Sin dalla sua fondazione, Sharjah Art Foundation è una delle principali istituzioni che ha commissionato e prodotto tra le opere più importanti di artisti di tutto il mondo. Questo aspetto di “pura produzione” ci ha distinto rispetto ad altre istituzioni e musei per via di una forma di mecenatismo rivolto esclusivamente al sostegno di molti artisti con i quali abbiamo scelto di lavorare, contribuendo in primo luogo alle loro carriere, ma anche mostrando alla nostra comunità delle opere d’arte uniche nel loro genere e decisamente impensabili altrove. In alcuni casi, le opere sono state prodotte in collaborazione con altre istituzioni all’estero, ad esempio l’opera di Naeem Mohaiemen per Documenta, di Tarek Atoui per Performa, o di Wael Shawky per il Kampnagel Festival. Altre installazioni, invece, sono state presentate nelle maggiori manifestazioni internazionali, come la Biennale di Venezia e di Berlino. Inoltre, la maggior parte di queste opere ha integrato la collezione della Sharjah Art Foundation, oppure altre opere ancora sono entrate nelle collezioni di altrettanti importanti collezioni a livello internazionale, come il MoMA di New York o la Tate di Londra. In questo senso, l’eredità del nostro lavoro degli ultimi decenni entrerà nella storia dell’arte della nostra regione e anche in quella oltre confine, rappresentando una risorsa inestimabile per le generazioni future.
Ci sono istituzioni artistiche nel panorama internazionale ai quali pensate che la Sharjah Art Foundation possa oggi essere assimilata? O, per contro, istituzioni alle quali voi stessi avete guardato con attenzione nella fase di start-up e poi adattato alla realtà geografica di Sharjah e alla sua comunità?
Sharjah Art Foundation è un modello istituzionale unico che è cresciuto in modo organico e, in misura sempre più evidente, con la finalità di rispondere ai bisogni della comunità locale e degli Emirati, e si è mossa di pari passo con i cambiamenti che sia il mondo dell’arte che la tecnologia hanno fatto in questi ultimi dieci anni.
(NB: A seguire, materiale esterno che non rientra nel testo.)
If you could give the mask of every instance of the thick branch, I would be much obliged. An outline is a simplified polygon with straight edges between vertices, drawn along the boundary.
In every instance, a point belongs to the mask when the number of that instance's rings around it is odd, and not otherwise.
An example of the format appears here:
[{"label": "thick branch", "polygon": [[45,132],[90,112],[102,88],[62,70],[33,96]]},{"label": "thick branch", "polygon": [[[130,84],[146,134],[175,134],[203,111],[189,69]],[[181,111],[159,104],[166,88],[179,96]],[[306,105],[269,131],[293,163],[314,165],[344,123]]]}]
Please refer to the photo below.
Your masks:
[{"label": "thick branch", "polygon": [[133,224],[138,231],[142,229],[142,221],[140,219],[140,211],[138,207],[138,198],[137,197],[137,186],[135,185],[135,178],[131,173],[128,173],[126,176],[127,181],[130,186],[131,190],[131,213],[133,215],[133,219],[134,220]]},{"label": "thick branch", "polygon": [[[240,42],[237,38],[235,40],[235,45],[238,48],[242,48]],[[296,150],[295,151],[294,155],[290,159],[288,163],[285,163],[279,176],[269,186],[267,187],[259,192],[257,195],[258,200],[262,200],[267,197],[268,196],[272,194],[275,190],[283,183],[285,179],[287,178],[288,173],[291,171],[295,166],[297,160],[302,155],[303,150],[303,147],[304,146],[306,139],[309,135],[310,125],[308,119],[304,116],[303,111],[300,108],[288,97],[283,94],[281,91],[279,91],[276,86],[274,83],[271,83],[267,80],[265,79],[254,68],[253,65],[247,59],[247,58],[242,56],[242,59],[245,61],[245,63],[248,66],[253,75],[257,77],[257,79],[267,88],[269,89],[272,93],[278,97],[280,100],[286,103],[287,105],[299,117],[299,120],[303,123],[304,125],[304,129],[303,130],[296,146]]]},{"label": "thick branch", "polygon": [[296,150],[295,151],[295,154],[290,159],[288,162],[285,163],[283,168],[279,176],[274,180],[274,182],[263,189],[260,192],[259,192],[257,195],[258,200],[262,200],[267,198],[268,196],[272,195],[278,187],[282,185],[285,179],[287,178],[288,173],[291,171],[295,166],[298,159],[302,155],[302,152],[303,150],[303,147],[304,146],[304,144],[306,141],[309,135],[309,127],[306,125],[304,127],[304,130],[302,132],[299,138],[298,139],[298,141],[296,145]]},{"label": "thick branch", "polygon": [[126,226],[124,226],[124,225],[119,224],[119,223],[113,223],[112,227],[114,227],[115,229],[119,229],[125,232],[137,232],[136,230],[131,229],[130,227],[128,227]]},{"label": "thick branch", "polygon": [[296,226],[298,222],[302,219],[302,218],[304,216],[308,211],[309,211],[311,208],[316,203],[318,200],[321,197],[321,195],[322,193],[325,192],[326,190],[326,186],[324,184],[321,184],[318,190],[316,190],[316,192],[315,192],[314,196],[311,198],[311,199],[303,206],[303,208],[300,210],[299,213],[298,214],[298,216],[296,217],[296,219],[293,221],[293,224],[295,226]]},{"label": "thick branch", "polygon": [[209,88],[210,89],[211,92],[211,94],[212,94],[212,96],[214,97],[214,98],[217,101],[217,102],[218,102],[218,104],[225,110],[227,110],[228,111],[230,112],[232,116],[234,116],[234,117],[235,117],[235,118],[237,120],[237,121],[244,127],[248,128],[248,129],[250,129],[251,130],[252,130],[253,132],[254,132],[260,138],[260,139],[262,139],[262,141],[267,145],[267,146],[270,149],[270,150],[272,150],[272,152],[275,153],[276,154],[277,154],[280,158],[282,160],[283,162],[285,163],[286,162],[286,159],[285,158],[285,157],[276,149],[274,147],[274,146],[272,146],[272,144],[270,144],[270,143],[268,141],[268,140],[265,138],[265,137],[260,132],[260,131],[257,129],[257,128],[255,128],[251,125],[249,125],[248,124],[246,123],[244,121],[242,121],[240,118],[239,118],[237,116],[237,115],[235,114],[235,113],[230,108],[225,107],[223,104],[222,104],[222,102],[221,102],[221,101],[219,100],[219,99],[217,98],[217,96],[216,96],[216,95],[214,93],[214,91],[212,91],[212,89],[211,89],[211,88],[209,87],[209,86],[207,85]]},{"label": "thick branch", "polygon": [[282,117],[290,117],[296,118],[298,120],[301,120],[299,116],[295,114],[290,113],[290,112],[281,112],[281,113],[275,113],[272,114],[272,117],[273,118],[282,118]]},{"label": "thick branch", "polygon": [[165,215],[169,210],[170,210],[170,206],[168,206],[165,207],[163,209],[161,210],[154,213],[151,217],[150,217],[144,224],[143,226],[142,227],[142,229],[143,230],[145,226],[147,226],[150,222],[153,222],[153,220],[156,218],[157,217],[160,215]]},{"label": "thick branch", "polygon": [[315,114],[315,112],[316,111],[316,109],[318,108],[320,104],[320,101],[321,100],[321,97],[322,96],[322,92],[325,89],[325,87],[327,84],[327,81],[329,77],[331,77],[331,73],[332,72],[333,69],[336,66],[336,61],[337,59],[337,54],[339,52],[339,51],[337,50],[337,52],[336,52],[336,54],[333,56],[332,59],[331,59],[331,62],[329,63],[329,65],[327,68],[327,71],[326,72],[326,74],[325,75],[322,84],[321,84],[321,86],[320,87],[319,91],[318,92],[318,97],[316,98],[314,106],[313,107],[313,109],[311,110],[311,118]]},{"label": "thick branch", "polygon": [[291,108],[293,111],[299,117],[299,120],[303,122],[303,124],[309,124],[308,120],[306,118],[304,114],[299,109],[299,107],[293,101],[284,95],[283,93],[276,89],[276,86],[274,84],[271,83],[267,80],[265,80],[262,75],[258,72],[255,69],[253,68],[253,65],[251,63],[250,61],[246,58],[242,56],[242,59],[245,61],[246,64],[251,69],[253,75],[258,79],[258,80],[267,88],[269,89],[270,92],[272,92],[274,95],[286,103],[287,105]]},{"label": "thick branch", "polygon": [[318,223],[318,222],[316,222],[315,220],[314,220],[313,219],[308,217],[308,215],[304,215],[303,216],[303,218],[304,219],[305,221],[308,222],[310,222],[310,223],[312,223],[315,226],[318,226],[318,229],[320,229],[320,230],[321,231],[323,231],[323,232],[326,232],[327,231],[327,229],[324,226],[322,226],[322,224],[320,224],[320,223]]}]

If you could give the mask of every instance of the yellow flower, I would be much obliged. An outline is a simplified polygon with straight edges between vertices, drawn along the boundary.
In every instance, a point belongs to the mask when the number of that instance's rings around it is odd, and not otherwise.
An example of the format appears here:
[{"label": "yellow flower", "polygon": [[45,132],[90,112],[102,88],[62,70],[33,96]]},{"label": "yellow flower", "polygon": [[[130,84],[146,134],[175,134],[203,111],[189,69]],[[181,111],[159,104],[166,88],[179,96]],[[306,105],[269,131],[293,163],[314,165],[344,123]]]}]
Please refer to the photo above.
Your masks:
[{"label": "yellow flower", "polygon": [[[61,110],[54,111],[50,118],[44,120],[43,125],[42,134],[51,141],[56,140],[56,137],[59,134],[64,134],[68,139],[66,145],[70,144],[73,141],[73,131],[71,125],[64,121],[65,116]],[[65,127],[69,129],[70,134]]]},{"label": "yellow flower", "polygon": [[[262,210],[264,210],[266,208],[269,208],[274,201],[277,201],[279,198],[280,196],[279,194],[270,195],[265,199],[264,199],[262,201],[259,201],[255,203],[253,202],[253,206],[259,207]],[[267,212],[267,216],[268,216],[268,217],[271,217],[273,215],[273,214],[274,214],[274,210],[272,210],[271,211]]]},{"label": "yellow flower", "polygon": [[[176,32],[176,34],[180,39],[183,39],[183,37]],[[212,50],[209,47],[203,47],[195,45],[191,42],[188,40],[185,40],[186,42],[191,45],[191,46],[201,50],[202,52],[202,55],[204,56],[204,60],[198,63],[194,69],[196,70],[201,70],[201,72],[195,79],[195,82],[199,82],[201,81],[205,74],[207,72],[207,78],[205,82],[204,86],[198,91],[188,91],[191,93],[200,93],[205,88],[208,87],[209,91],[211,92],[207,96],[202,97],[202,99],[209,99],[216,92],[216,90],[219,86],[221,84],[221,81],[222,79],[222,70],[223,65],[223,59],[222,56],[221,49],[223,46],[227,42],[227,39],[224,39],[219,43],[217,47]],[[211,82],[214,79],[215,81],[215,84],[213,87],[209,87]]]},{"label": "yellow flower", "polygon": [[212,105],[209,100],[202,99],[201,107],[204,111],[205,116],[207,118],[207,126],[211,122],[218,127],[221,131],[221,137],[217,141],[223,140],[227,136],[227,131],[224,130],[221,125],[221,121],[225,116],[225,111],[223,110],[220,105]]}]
Ad esempio, in quanto organizzatone non-for-profit, abbiamo ideato la Biennale quale programma articolato durante tutto l’anno e non solo limitatamente all’evento in sé, perché un format come quello della biennale ha un potenziale altissimo in termini di ricaduta e sviluppo di un territorio, in particolar modo nella nostra regione. E per far sì che SB vivesse al di là dell’evento inaugurale e penetrasse a fondo nel territorio, abbiamo costituito amministrativamente la Fondazione, ma soprattutto avevamo bisogno che un contenitore flessibile, ossia un’architettura ad hoc, potesse ospitare i nostri programmi e gli eventi dedicati.
Come si è tradotta quest’attività negli ultimi tempi?
Questa formula ci accompagna sin dagli inizi e continua tutt’oggi, come testimonia solo l’anno scorso l’apertura degli Hamriya Studios annessi alla fondazione, oppure la nuova installazione permanente Rain Room, attesa dal 2012 ma inaugurata soltanto lo scorso aprile. Abbiamo inoltre ampliato la nostra offerta formativa e una serie di nuovi public program, poiché la domanda di attività educative è in costante crescita da parte della comunità scolastica come anche da parte degli adulti e giovani professionisti di Sharjah. Recentemente abbiamo incluso inoltre un film screening, musica e performance. Quindi al centro della nostra attività c’è anzitutto la volontà di sperimentare continuamente con quello che facciamo, ma con particolare attenzione al “come” lo facciamo, ossia trovare il modo migliore per supportare il paesaggio culturale degli Emirati e il loro riflesso nel mondo.